When it comes to its offerings and product performance, Continental always has a safety factor in mind.

“For example, the Dinga Gun has a four to one pressure rating and that again is market leading, not many companies offer that and that’s because we trust the product’s performance and quality,” said Weston.

The life cycle of the hoses, especially because of their components, is another critical area for the company, ensuring the best quality it can which extends the life of the product.

“When you’ve got hoses that are made with specific plasticisers it can break down the hose quickly which is why we use the specific materials that we do which improves quality and life cycle,” said Weston.

“We also recommend regular cleans and clean in place (CIP) processes. The compounds we use are also capable of going through a CPI process with things like high temperatures which may degrade other products.”

Traceability has also been a continued area of attention for Continental and its newly developed Continental Crimp Cloud is a prime example of this.

“The Continental Crimp Cloud is a connected solution which can take operations to the next level,” said Weston.

“What it’s really doing is taking from the assembly process and log all of that through a digital crimper.

“When we make a hose assembly, we make a piece of equipment where hydraulic power dyes squash the fitting over the end of the hose.

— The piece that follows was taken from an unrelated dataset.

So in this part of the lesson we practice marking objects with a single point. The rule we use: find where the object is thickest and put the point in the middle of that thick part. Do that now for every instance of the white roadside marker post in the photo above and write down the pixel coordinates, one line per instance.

That is essentially what this machine does.”

In the past, to get the right crimp and attachment you would take certain measurements and make sure the crimp is done right and then when finished you measure it to make sure the correct crimp diameter is present and then a pressure test is conducted it and holds the crimp for 20 minutes to watch the pressure decline by a certain amount, giving them valuable insight into the right pressure.

“If you didn’t do that you might blow the end off or have a leak, but this nee machinery of ours avoids that issue.

“The old school way has been done for years so what continental has done is develop a side unit because it used to be manual nobs to set measurements, but this now fully integrates with the unit so you can click on there and say I am using this hose and this fitting and it will automatically know the crimp measurements, you then hit the green button and it is ready to go.”

The software also acts as a historical log which will limit downtime because the perfect pressure for each line will be logged and can be applied again and again.

“You also know who did that crimp and when they did it and what the finished specification were and then that all gets uploaded into the new Crimp Cloud, it is a full asset database,” said Weston.

“You’ll have all of that information logged and you can drag that out at any point, even upload certifications, like when you do the pressure test you can do a report and attach it to the hose so if an auditor comes over asking how old the hoses are you can pull up that data and it is all done.”

The possible savings, on time lost, stock and general costs, will also receive an added layer of security through the system.

“If you have a failure then you lose your batch, you can then check the hose and find out if it was assembled correctly, it is a fully integrated system that uses full traceability,” said Weston.